The actor said he "loved meeting fans" and would "personalize pix in person". "But that's all," he insisted.
"Thanks for your understanding," the 61-year-old concluded. "See you on the street - we'll take a selfie!"
Cranston is one of a number of celebrities who have sworn off giving autographs, which can have a monetary value.
Professional autograph hunters are often found at premieres and other events, collecting celebrity scribbles on relevant memorabilia.
Yet there are stars who prefer giving autographs to taking selfies, which can be both time-consuming and intrusive.
Should you ever find yourself in their vicinity, here are a selection of notables who have expressed a preference.
Ten years ago, Ringo Starr declared he would no longer sign memorabilia for fans and that he would throw away any fan mail he received.
"I'm warning you with peace and love I have too much to do," said the recently knighted former Beatle, who turned 77 last year.
Starr said the measure was "in direct response to an inordinate amount of items which have recently appeared for sale on eBay."
"I was signing and then they were on eBay the next day," the drummer rued in an interview two years later. "So I just decided, I think I've done my share."
At the height of his fame, comedian Steve Martin was so inundated with requests for autographs from fans he had personalised business cards printed to deflect them.
"This certifies that you have had a personal encounter with me and that you found me warm, polite, intelligent and funny," read the cards, which also bore a copy of the Roxanne star's signature.
Jonah Hill was also reported to have used the tactic, though the business cards he allegedly handed out were rather less flattering to the Superbad and Moneyball star.
"I just met Jonah Hill," the card in question allegedly read. "It was a total letdown."
Emma Watson isn't averse to giving fans an autograph - but she draws the line at stopping for a selfie.
"If someone takes a photograph of me and posts it, within two seconds they've created a marker of exactly where I am within 10 metres," said the star of Beauty and the Beast and the Harry Potter films.
"I have to carefully pick and choose my moment to interact," she told Vanity Fair last year. "Children I don't say no to, for example."
Bill Murray will give you an autograph if you ask for one - but it won't necessarily be his name he signs.

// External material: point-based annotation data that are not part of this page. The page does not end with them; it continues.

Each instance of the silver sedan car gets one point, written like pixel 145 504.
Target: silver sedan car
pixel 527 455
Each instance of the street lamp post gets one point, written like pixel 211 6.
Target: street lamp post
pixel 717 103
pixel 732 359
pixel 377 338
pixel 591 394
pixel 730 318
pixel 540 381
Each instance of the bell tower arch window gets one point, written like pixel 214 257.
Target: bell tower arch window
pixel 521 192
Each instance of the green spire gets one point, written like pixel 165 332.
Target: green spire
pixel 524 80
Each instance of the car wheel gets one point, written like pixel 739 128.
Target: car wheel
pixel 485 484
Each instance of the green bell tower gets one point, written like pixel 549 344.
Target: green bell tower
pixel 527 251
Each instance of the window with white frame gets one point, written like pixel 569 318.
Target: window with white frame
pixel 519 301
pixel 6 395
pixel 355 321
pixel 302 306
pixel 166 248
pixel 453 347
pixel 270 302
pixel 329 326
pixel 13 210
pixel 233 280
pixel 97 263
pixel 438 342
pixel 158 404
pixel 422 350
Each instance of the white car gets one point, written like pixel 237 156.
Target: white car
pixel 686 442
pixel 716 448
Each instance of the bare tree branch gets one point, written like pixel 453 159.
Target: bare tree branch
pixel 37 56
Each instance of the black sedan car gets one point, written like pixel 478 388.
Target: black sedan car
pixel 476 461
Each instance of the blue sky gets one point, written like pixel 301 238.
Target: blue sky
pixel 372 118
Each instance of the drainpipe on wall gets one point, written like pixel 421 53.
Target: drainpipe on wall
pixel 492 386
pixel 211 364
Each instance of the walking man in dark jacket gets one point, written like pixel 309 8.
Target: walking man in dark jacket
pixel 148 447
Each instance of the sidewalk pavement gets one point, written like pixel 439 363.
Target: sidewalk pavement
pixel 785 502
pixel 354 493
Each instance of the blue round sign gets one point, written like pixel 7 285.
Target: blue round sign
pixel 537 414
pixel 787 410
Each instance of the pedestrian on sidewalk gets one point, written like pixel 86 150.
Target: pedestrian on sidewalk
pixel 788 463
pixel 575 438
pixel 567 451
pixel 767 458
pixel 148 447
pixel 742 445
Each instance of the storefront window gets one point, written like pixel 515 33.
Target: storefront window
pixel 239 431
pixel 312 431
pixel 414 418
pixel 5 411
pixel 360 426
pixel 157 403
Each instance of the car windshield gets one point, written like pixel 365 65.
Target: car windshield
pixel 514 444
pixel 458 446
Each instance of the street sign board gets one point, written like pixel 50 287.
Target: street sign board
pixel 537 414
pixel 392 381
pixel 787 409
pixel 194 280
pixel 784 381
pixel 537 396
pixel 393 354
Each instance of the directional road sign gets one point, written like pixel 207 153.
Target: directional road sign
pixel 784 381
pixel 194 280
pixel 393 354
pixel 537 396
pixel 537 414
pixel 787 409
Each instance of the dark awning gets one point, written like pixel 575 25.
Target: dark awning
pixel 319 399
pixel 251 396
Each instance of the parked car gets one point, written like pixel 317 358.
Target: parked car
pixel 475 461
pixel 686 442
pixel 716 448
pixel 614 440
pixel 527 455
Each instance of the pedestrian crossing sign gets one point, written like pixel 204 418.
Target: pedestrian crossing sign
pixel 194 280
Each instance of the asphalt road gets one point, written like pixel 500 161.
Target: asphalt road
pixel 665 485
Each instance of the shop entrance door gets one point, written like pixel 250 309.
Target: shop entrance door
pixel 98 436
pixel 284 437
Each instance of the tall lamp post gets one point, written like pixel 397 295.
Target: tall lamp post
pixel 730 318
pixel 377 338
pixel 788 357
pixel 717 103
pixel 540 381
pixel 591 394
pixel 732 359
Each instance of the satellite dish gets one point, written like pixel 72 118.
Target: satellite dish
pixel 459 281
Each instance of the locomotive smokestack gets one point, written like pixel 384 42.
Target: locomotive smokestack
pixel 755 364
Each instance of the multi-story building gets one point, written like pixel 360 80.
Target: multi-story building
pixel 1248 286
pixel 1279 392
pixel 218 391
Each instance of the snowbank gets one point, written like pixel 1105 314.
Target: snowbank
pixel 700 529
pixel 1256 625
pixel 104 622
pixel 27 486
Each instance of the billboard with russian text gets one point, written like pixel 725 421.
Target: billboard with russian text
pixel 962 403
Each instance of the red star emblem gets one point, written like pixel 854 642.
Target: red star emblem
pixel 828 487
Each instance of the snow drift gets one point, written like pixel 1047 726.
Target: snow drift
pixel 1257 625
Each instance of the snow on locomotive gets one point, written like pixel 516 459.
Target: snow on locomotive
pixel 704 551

While playing at a Pro-Am golf tournament in 2015, the Groundhog Day star used a permanent blue marker pen to sign Miley Cyrus's name - on an autograph seeker's forehead.
Last year Murray magnanimously exchanged autographs in return for $20 (£14) donations to the Puerto Rico relief fund.
When a man offered him a meagre $3 (£2.10) for his signature, the 67-year-old was filmed telling him to "go get a job and come back".
Grime star JME - real name Jamie Adenuga - revealed in 2015 that he has a response all ready for anyone asking him for a photograph.
"Can I get a selfie JME?" tweeted the MC, whose big brother is Mercury Prize winner Skepta. "Yeh, if you've got my music on that phone you can."
Actress Shannon Purser, meanwhile, leapt to the defence of her Stranger Things co-star Finn Wolfhard after he was criticised for not stopping for photographs outside his hotel.
"No actor is under any obligation to stop for anyone," she tweeted last year. "Finn is an incredibly kind human. But he's human and he needs breaks too."